本っていうのは、一冊を気持ち良く作ることができれば、その一冊をプラットフォームにして5年も10年も仕事を回すことができると思う。今書いている小説の内容はこれからの5〜6年間のことで、その一冊を元に新たにエッセイを書いたり、喋ったりすることを5年間かけてやっていければいいな。だからあんまりハイペースで仕事を回しすぎないようにして、できればその年数を死ぬまで伸ばすことができれば完璧。
それに、昔ながらの出版業界の内部の細かい仕事に僕はこれまで触れたことがなかったから、この本を作りながら一つ一つ観察していきたいんだ。例えば、小説を書いているとエージェントの客観的な目が必要になる。その時はエージェントの世界に触れるチャンスですよね。あるいは著作権を海外に売ったりすることだって僕はやったことがない。だから、この小説で出版の世界を一通り細かく知ることができるんじゃないかな。それに、どうしたら電子デバイスでよりきれいに書籍を動かせるのか、さらに具体的なアイデアを提案できるんじゃないかとも考えてます。
[2012年〜]研究・実践のための出版社「PRE/POST」
――2つ目の出版社「PRE/POST」を立ち上げたのもその頃ですよね。
クレイグ:そうです。今はほとんど活動していないんだけど、出版社という立場で研究してみたいことが当時いくつかあって、PRE/POSTを立ち上げた。2008年にChin Music Pressから出版された『ART SPACE TOKYO』の著作権をPRE/POSTが買い取って、Kickstarter(クラウドファンディングサイト)経由で250万円ぐらい集めて印刷したり、他の電子書籍の研究をしたり。それからスガワラの詩集(菅原敏著『裸でベランダ/ウサギと女たち』、2012年)もここから出すことができたしね。そういう実験をするための会社がPRE/POSTだった。

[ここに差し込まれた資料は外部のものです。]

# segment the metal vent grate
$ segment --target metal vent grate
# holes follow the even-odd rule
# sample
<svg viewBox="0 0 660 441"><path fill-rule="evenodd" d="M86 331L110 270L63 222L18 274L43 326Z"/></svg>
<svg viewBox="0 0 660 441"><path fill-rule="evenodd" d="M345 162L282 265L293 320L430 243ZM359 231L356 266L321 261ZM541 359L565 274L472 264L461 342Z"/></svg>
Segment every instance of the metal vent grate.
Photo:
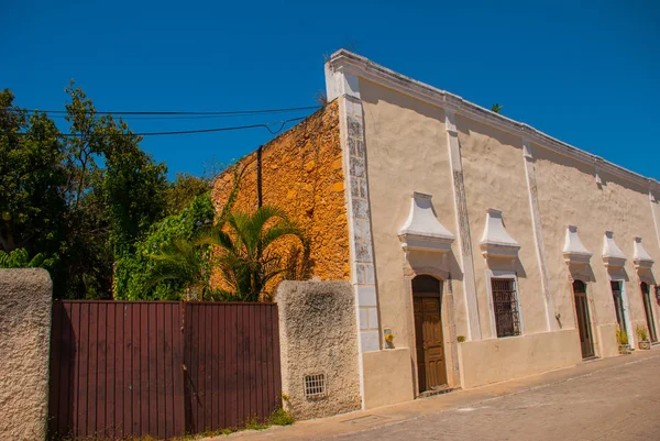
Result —
<svg viewBox="0 0 660 441"><path fill-rule="evenodd" d="M305 397L322 398L326 396L326 374L305 375Z"/></svg>

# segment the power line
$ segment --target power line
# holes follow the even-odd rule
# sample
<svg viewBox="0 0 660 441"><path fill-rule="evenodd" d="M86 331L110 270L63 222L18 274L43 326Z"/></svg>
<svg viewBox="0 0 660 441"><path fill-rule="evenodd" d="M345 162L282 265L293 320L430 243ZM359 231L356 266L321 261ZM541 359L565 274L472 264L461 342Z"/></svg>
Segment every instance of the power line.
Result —
<svg viewBox="0 0 660 441"><path fill-rule="evenodd" d="M142 133L99 133L100 136L163 136L163 135L185 135L185 134L194 134L194 133L215 133L215 132L229 132L234 130L245 130L245 129L257 129L263 128L266 129L271 134L277 134L282 132L285 125L289 122L301 121L307 117L300 118L290 118L284 121L273 121L262 124L250 124L250 125L235 125L230 128L213 128L213 129L197 129L197 130L180 130L175 132L142 132ZM271 129L271 125L279 124L276 130ZM82 133L61 133L57 136L62 137L81 137L85 136Z"/></svg>
<svg viewBox="0 0 660 441"><path fill-rule="evenodd" d="M233 110L233 111L211 111L211 112L187 112L187 111L84 111L85 113L96 114L118 114L118 115L206 115L206 117L222 117L222 115L246 115L246 114L262 114L262 113L285 113L295 112L301 110L320 109L321 106L307 106L307 107L290 107L283 109L258 109L258 110ZM53 114L68 114L67 110L40 110L40 109L20 109L14 107L12 110L21 111L26 110L29 112L40 113L53 113Z"/></svg>

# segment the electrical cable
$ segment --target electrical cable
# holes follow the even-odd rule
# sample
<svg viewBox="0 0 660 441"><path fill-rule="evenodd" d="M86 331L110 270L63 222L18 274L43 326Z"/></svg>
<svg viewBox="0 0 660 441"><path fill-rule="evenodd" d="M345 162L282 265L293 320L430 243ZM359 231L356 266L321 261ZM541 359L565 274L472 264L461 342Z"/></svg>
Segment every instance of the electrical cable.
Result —
<svg viewBox="0 0 660 441"><path fill-rule="evenodd" d="M290 107L283 109L260 109L260 110L233 110L233 111L211 111L211 112L187 112L187 111L84 111L84 113L95 114L117 114L117 115L206 115L206 117L221 117L221 115L246 115L246 114L262 114L262 113L285 113L295 112L301 110L320 109L321 106L307 106L307 107ZM54 114L68 114L67 110L40 110L40 109L20 109L18 107L12 108L14 111L26 110L28 112L40 112L40 113L54 113Z"/></svg>
<svg viewBox="0 0 660 441"><path fill-rule="evenodd" d="M228 131L234 131L234 130L245 130L245 129L256 129L256 128L264 128L268 132L271 132L271 134L277 134L277 133L282 132L282 130L285 128L285 125L287 123L294 122L294 121L301 121L305 118L307 118L307 117L290 118L290 119L284 120L284 121L273 121L273 122L267 122L267 123L262 123L262 124L235 125L235 126L230 126L230 128L180 130L180 131L173 131L173 132L100 133L97 135L100 135L100 136L162 136L162 135L184 135L184 134L194 134L194 133L228 132ZM279 128L276 130L273 130L273 129L271 129L272 124L279 124ZM59 134L57 134L57 136L82 137L82 136L86 136L86 134L84 134L84 133L59 133Z"/></svg>

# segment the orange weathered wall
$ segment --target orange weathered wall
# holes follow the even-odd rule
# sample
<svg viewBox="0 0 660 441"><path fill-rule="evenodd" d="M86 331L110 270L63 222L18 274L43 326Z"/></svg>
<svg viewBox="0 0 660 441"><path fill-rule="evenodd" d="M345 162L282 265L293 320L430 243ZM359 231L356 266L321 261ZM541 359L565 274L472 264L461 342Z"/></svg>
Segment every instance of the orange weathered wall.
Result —
<svg viewBox="0 0 660 441"><path fill-rule="evenodd" d="M237 164L245 166L234 210L257 207L256 152ZM262 148L263 205L282 208L310 239L312 277L349 279L349 232L339 137L339 110L330 102ZM232 168L213 185L216 210L222 210L233 186ZM213 283L221 284L215 275Z"/></svg>

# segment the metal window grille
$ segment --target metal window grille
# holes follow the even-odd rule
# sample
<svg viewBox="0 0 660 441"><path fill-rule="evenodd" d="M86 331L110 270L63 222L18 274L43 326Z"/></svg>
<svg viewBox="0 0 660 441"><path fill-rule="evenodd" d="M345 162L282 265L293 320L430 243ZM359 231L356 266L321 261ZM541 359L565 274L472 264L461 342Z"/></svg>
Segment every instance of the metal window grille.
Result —
<svg viewBox="0 0 660 441"><path fill-rule="evenodd" d="M513 278L492 278L491 287L497 337L520 335L516 280Z"/></svg>
<svg viewBox="0 0 660 441"><path fill-rule="evenodd" d="M326 375L315 374L305 376L305 397L321 398L326 396Z"/></svg>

――そのときに研究したかったことで、一番興味があったのは何だったんですか?
クレイグ:クラウドファンディング。寄付を募る側は実際どういう気持ちで進めているのか、やればどれぐらいの金額が入ってくるのか、そういうことがはっきり知りたかった。それに、そういう活動は自分個人の名前ではなくて、また別の傘の下でやるべきなのかなって思ったんだ。
[3/3に続きます]
聞き手:内沼晋太郎 / 構成:後藤知佳 / 編集協力:秋山史織、安倍佳奈子
(2014年4月25日、株式会社ボイジャーにて)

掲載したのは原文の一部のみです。